Hmm, sold if it has a sound test menu and any redeeming qualities in the grinding for weeks to get to level 20 area.
I did enjot the game quite a bit during the beta days and when private servers started to pop up.


----------



## War (Jul 25, 2008)

I don't meant to be a b!tch here... but how exactly is this news? Most people have known about Ragna DS/MapleStory DS for a LONG time now... I don't see any new info in this thread...


----------



## millenium6000 (Jul 28, 2008)

Ragnarok DS is very very very very very very very very very very very very very very very very very very very very very very very very very COOOOOOOOOOOOOOOOOOOOOOOL!!!!! I'll wait for the US version of this game!!!


----------



## Trunkz (Jul 28, 2008)

Well, I'm pretty sure side-scrollers like Maple Story are pretty feasible on the DS, MMO-wise. I remember years ago, I was playing on a MMO called Deloria, and I'm more than happy to be bet that something of that caliber would be able to put on the DS. So there's no need for 50 people to jump onto this thread, and start cap'sing everything


----------



## Sp33der (Jul 28, 2008)

the ragnarok ds looks a bit fake to me IMO, but yea i actually wanna see how it will become in the single player and multiplayer modes.


----------



## Pizzaroo (Jul 28, 2008)

That screenshot for MSDS was in the like... PRE-beta version (well, no other version came out 
	

	
	
		
		

		
		
	


	




). im sure it will improve.


----------



## Skeeve22 (Jul 28, 2008)

I hope ragnarok at least has 4 player multiplayer, i'm sure the DS could handle that.

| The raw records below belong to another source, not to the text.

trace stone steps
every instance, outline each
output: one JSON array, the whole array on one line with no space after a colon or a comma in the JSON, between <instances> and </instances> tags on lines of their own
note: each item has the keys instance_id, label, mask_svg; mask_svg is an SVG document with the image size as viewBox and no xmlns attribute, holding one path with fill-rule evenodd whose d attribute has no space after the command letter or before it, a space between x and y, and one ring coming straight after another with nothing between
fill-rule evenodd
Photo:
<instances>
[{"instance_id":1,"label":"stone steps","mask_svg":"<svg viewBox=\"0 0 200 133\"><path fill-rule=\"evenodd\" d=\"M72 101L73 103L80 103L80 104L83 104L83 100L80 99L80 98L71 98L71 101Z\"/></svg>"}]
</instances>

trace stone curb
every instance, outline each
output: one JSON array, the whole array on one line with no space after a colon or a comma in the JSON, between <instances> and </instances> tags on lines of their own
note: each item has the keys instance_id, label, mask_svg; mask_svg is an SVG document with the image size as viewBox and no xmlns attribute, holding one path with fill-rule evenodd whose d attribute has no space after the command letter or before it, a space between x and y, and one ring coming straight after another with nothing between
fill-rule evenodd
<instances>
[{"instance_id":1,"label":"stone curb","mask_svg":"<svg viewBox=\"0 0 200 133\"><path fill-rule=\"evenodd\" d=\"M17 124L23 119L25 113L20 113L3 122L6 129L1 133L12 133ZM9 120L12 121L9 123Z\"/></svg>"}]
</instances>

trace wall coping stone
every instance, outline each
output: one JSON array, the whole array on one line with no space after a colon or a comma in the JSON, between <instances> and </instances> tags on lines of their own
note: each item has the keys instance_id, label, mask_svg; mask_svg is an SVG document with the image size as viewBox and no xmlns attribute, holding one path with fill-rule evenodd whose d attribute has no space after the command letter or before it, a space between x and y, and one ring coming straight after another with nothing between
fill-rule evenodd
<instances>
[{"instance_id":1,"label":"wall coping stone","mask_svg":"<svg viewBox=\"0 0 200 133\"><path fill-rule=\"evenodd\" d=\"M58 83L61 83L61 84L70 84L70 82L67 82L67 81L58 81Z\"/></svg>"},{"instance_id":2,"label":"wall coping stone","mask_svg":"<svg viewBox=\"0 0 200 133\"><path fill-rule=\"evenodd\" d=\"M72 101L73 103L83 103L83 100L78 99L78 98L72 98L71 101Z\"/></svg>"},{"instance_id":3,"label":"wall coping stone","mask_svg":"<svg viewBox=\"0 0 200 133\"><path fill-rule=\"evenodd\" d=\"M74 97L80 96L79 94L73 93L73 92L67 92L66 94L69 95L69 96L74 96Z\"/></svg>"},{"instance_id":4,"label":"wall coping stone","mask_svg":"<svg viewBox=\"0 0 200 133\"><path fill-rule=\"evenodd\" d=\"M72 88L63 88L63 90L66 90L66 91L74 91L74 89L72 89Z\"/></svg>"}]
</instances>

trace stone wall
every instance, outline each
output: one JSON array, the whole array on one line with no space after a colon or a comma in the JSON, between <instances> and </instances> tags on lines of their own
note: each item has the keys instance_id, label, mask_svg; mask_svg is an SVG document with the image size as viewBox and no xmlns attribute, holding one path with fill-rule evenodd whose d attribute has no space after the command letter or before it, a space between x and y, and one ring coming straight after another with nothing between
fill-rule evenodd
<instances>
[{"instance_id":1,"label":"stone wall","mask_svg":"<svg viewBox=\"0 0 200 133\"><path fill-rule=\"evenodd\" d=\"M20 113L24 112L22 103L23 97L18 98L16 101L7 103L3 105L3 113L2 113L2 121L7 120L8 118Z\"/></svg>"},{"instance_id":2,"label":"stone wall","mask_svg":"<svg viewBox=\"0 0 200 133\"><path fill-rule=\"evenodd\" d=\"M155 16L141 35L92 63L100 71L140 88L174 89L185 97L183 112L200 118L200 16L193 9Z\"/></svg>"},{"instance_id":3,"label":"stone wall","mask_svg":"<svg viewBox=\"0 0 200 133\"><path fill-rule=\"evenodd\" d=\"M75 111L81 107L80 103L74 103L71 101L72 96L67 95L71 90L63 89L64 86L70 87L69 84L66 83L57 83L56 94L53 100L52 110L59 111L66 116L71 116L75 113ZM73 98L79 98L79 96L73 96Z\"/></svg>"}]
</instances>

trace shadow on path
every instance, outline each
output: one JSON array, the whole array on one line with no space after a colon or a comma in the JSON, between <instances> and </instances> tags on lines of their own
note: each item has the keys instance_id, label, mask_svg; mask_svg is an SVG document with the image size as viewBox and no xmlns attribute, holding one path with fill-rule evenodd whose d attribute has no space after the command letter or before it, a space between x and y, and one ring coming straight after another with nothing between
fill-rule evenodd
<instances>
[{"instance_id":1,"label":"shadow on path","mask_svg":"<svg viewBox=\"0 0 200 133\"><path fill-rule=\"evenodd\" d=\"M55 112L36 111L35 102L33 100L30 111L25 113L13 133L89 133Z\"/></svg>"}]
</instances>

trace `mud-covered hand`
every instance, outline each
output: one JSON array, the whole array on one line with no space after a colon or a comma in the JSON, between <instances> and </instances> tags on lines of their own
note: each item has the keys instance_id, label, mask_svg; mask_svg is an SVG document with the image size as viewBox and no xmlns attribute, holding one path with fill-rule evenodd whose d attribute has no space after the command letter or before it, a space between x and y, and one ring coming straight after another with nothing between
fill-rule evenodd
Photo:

and yes, a basic MMO setup COULD be done on the nintendo DS, the company would just have to be dedicated to running their own servers for the DS so as to not have to be bound by Nintendo's WFC rules, such as friend codes. Sadly, the only company to do this so far is Disney with their DGamer char room service, which are avatar chat rooms with no friendcodes needed. I can see an extremely basic MMO along the lines of PSO feasibly working on the DS, but not much more.


----------



## LTK (Jul 28, 2008)

Honestly I would be happy to play with Local multiplayer only. Kinda' like FFCC.
WiFi is too unreliable imo


----------



## pokemongalaxy (Jul 28, 2008)

damn...the ms video is removed 
	

	
	
		
		

		
		
	


	




 But if theyre ever released in english or some1 makes an english patch,  Im so "getting it"...aka: downlo...


----------



## ctkxtreme (Jul 28, 2008)

I hated Maplestory and I'm pretty sure Ragnarok is no different from endless grindan with cheap 2d sprites.


----------



## cosmiccinema (Sep 22, 2008)

any news on when Maple and rag will be released?


----------



## CockroachMan (Sep 22, 2008)

Ragnarok is being released on Japan in December.. no information about a western release.


----------



## Robert100 (Dec 14, 2008)

Ragnarok online is released !
the gameplay is quite okay and it seems that it now plays as an rpg (with storyline if i'm not wrong)
still testing though


----------